Some lines here please. Some lines thank you

Utah will have 13 more liquor licenses to distribute prior to the Olympics next year.

The Department of Alcoholic Beverage Control discovered this week it will have licenses for eight more liquor-selling restaurants and five additional private clubs for the Alcoholic Beverage Control Commission's March meeting.

The new licenses come courtesy of census-figure crunching at the Governor's Office of Planning and Budget, which estimates population figures yearly and supplies numbers around March 1.

The commission has developed rigid standards for awarding the highly coveted permits, which are invaluable to restaurateurs who often battle competitors for the legal ability to sell liquor, wine and high-alcohol content beer.

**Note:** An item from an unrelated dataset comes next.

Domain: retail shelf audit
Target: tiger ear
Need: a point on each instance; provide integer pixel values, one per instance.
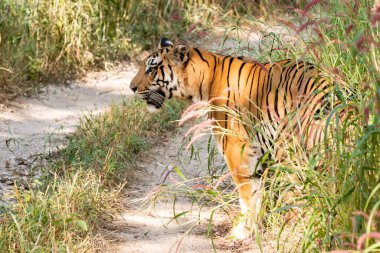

"It's sometimes difficult do decide who gets (a license)," said Earl Dorius, compliance and licensing manager for the DABC. "You have to find distinctions between equally qualified applicants."

Small cafes are sometimes snubbed over large clubs or restaurants. Places that cater more to children might also be overlooked.

"As a rule we have more applicants than we have licenses," DABC compliance officer Tom Zdunich said. "For example at our last commission meeting we had 13 applicants and seven licenses."

In fact, there is even some backlog because restaurants and private clubs that have been denied permits roll their applications over to the next commission meeting, Zdunich said.

But the new, census-determined permits will help break up that logjam and may serve to establish more places to drink during the Winter Games since the commission, which holds hearings every month to distribute a handful of certificates, may consider the Olympics when awarding those new licenses.

Already, the commission weighs tourist traffic before allocating new licenses. A business in a skiing community, Dorius notes, would probably have an easier time gaining a permit than a place in the suburbs.

Sales are also supremely important, Dorius said, since Utah collects huge tax dollars on each bottle of hard alcohol, wine, and high-alcohol content beer sold. Private clubs in Olympic venue cities could expect higher sales and more favorable commission treatment when compared with joints in nonvenue cities.

Awarding extra licenses in venue cities might also help quell the hordes of media requests the DABC has fielded concerning the unavailability of alcohol in Utah for the Games.

Now, finding a drink in Utah will be a little easier. Given the new census data, Utah will have 324 private club permits and 504 liquor-selling restaurants licenses come 2002, Dorius said.

The amount is set by the Utah Legislature, which has determined there can be one private club per 7,000 people and one liquor-selling restaurant per 4,500 people.

Of the currently licensed private clubs and liquor-selling restaurants, 602 of 812 (74 percent) are in venue counties, with 387 in Salt Lake, 89 in Summit, 70 in Weber, 46 in Utah and 10 in Wasatch, according to DABC statistics.

A private club's primary function is serving alcoholic beverages, and clubs are allowed to serve liquor, wine and high-alcohol content beer. Utah also has taverns or pubs that serve 3.2 percent beer only. Those taverns aren't regulated on a quota system.

Liquor-selling restaurants primarily serve food but also sell hard liquor, wine and high-alcohol content beer.